Corriere della Sera, 11 aprile 2022
Il 17enne che paga il pizzo per essere difeso dai bulli
Un diciassettenne ha pagato tre maggiorenni migliaia di euro per avere protezione da un gruppetto di bulli che lo perseguitava a scuola e altrove. Il fatto è accaduto a Bassano del Grappa. I «protettori» – conosciuti attraverso amicizie comuni – avrebbero dato una mano al giovane, accompagnandolo pure in auto a lezione in cambio di denaro – versato in più occasioni nell’arco di un mese – per un totale che oscilla da un «minimo di 20 mila a un massimo di 100 mila euro», secondo la stima fatta dalla procura di Vicenza e riportata nel capo di imputazione. Soldi «sottratti dal minore ai genitori».
Dopo gli importanti ammanchi mamma e papà si sono rivolti ai carabinieri per formalizzare la denuncia e venerdì i tre ragazzi – tutti residenti a Marostica e all’epoca dei fatti di 19, 21 e 25 anni – sono stati rinviati a giudizio dal gup Matteo Mantovani. Il processo inizierà a luglio. Si dovranno difendere dall’ipotesi di circonvenzione di incapace in concorso, ciascuno anche per specifici episodi.
Contestazioni che loro hanno negato con forza da subito. «Accuse assolutamente infondate» fanno sapere gli avvocati.
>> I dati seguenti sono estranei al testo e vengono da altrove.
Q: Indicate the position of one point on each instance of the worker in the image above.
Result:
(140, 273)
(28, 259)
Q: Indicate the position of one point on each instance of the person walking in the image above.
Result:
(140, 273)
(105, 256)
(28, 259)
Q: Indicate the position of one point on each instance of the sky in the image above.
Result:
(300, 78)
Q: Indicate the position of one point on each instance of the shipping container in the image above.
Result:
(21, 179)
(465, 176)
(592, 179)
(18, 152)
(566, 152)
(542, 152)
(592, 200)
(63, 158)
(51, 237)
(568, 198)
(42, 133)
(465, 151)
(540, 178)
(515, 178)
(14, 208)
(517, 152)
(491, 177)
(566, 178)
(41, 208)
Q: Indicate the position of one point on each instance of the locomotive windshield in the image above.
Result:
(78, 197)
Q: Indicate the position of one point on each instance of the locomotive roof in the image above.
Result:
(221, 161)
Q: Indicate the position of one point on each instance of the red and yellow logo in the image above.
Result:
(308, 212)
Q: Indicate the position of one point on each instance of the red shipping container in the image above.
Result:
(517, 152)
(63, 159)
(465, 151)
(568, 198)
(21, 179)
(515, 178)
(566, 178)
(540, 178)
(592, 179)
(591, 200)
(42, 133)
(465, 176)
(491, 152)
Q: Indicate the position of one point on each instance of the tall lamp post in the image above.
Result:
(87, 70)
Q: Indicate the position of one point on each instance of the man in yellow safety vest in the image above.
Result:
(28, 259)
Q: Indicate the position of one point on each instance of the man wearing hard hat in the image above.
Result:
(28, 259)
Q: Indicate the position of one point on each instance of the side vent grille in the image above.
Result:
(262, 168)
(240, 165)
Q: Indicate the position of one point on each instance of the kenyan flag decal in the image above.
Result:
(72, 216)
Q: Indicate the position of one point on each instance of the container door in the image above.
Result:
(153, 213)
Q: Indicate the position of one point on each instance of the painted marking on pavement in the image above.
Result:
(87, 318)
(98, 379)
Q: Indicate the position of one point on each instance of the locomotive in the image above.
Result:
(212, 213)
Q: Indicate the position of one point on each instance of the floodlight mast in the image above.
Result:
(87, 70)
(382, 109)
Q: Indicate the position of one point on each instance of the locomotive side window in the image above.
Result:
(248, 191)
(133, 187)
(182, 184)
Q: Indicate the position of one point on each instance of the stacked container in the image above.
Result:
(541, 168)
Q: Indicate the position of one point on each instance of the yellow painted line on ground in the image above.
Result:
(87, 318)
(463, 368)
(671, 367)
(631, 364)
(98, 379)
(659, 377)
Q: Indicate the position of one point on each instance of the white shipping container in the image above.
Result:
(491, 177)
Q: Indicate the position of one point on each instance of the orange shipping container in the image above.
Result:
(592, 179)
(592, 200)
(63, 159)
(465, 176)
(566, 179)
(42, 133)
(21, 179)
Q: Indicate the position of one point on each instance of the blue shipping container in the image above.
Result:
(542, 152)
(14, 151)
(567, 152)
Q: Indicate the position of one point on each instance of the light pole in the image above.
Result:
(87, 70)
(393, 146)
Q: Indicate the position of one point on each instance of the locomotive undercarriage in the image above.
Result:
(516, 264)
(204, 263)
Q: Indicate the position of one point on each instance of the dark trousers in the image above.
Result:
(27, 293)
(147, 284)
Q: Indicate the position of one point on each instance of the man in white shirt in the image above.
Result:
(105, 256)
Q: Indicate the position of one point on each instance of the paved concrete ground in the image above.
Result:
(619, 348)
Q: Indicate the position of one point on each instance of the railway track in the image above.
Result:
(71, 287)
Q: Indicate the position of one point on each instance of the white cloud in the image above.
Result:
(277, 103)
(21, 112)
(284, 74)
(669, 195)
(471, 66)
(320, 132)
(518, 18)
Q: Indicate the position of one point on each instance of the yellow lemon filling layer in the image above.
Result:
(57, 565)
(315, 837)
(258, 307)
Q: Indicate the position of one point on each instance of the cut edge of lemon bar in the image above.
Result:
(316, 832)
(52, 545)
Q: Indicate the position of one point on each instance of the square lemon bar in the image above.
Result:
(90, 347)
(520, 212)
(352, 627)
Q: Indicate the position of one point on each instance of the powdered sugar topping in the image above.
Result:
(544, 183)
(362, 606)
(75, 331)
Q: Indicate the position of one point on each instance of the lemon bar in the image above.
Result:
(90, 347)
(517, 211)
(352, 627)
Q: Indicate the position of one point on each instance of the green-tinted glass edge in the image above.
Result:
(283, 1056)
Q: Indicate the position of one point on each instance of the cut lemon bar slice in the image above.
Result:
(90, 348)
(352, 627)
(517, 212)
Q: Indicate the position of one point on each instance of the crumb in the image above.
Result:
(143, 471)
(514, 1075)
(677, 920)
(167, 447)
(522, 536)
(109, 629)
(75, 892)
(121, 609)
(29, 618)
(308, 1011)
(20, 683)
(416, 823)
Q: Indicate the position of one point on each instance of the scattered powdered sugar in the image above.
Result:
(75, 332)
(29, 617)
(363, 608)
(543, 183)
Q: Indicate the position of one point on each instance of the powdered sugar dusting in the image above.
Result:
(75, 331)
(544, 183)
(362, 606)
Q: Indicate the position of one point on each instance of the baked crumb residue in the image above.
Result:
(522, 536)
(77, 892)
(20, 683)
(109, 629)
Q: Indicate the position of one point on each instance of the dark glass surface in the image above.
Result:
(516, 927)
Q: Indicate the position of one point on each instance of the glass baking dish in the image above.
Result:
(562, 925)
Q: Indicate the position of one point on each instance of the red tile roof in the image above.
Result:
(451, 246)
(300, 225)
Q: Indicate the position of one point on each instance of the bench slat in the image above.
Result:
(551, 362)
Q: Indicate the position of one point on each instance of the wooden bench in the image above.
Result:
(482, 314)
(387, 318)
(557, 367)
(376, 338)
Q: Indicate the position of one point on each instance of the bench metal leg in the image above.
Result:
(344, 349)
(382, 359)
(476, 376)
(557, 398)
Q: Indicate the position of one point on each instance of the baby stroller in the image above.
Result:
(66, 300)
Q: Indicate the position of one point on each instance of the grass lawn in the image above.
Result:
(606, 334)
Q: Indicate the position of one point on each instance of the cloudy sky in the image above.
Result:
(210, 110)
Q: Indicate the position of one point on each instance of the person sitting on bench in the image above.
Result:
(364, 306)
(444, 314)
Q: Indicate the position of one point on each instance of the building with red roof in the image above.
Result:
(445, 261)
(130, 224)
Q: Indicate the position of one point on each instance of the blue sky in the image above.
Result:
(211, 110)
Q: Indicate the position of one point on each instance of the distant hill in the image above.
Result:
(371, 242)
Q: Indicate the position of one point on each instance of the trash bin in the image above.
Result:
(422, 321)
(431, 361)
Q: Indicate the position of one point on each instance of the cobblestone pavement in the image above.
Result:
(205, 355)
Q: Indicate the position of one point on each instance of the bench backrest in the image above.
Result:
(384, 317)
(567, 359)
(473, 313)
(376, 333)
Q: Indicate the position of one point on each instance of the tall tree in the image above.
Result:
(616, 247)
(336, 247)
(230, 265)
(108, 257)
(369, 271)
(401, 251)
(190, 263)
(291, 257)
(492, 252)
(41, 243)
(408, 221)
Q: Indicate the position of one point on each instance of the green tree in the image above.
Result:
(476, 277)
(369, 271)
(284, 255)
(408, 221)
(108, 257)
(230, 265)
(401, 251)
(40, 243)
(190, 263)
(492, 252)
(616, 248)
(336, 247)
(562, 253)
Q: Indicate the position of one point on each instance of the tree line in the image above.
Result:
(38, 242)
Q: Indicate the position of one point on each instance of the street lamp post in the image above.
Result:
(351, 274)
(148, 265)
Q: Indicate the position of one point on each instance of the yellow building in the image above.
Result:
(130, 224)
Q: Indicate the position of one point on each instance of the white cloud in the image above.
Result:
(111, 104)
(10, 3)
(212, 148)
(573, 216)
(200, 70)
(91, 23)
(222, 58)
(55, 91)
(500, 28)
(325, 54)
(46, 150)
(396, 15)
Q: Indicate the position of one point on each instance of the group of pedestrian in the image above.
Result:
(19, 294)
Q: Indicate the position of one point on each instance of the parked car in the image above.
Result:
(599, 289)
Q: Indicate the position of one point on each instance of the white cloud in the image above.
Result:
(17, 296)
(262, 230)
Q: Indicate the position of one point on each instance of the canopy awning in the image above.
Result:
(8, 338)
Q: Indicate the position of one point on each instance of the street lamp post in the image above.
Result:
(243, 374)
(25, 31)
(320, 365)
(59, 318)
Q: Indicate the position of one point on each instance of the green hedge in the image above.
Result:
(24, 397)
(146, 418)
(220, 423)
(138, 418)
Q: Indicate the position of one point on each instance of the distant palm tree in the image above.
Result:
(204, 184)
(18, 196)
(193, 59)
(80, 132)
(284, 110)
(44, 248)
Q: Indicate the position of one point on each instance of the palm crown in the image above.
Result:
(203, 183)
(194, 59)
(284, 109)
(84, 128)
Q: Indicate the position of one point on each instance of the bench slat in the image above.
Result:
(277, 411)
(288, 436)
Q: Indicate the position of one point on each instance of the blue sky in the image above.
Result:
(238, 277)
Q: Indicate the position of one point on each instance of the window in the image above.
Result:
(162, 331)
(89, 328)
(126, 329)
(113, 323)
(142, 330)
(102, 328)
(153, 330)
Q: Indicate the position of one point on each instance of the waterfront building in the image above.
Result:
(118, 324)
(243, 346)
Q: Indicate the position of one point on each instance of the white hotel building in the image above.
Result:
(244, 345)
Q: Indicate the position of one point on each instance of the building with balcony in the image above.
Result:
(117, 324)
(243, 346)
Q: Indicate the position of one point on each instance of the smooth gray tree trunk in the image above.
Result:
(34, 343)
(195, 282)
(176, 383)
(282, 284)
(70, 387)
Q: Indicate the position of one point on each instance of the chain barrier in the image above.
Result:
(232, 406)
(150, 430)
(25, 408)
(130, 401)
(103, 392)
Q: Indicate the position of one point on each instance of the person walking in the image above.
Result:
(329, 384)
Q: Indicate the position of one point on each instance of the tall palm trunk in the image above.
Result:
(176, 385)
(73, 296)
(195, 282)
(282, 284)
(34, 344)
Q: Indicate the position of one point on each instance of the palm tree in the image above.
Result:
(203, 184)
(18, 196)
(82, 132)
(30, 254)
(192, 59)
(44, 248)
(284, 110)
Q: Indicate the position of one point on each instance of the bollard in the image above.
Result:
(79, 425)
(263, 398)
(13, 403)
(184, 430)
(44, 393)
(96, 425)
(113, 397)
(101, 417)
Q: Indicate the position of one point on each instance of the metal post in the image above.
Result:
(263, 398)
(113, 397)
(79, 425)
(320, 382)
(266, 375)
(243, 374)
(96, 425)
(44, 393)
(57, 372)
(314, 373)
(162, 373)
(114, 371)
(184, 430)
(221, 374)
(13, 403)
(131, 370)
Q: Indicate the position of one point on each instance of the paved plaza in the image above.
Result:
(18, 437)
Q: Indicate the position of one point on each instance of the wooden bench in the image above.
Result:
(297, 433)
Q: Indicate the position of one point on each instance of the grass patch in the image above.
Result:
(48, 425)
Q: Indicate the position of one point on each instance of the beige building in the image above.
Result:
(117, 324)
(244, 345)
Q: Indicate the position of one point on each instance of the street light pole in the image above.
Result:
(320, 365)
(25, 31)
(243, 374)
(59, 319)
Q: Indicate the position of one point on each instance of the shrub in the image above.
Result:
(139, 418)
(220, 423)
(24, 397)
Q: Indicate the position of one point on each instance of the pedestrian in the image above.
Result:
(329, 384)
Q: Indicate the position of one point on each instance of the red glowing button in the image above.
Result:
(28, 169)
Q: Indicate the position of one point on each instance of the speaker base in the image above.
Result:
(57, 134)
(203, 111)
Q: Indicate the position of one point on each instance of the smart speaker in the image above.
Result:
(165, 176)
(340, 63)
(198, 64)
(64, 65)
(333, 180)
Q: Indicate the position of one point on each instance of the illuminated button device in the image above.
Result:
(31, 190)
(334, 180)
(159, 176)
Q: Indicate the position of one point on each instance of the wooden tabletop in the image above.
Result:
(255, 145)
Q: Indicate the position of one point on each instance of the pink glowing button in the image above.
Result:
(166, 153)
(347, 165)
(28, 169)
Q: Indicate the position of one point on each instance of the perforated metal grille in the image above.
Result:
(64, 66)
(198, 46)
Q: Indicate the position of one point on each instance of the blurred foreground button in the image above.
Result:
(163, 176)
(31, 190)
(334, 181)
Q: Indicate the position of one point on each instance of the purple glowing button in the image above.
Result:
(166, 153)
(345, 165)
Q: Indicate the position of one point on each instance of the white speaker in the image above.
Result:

Ora i tre giovani sono convinti di riuscire a provare la loro innocenza, di chiarire che non hanno raggirato l’adolescente approfittando della sua fragilità e vulnerabilità, tanto che sono pronti a dimostrare che non è cambiato nulla nel loro stato patrimoniale. Che, insomma, non si sono arricchiti.
E se – è la loro difesa – qualche piccola cifra l’hanno accettata, è solo perché era stato lo stesso 17enne ad offrirla, per ripagare il piacere. Come, per esempio, del passaggio dato da e per la scuola.
Per spiegare la vicenda oggetto del procedimento penale occorre riavvolgere il nastro a maggio 2019. Siamo a Molvena, nel Bassanese. Il terzetto avrebbe fatto conoscenza con lo studente attraverso un amico comune e avrebbe avuto modo di incontrarlo in un locale di Marostica che frequentavano. Così gli imputati avrebbero raccolto lo sfogo del minorenne, vittima di bullismo e, per la Procura, pure «affetto da sofferenza reattiva da accadimenti». I tre marosticensi – che oggi hanno 22, 24 e 28 anni, almeno due dei quali lavorano – sono accusati di aver «abusato dello stato di fragilità psichica ed emotiva del minore» inducendolo appunto «con il pretesto di dargli protezione» a versare loro i soldi. Quella montagna di soldi.
Una ricostruzione, questa, che sarebbe l’esito degli accertamenti svolti dai carabinieri su delega della procura, dopo la denuncia formalizzata dalla famiglia del minorenne, nel momento in cui si era resa conto che erano sparite grosse cifre e ne aveva chiesto spiegazioni al ragazzo. Che allora aveva vuotato il sacco.
Al vaglio degli inquirenti ci sono state anche le conversazioni estrapolate dallo smartphone della presunta vittima, con le chat appunto intrattenute con gli imputati che hanno scoperto di essere indagati quando sono stati convocati in caserma. I loro difensori – gli avvocati Gabriele Alessio, Chiara Sella e Franco Capuzzo – nel corso del dibattimento cercheranno di smontare quelle accuse che pesano come un macigno. Dall’altra parte l’ormai ventenne e i suoi genitori potranno costituirsi parte civile per chiedere un risarcimento danni.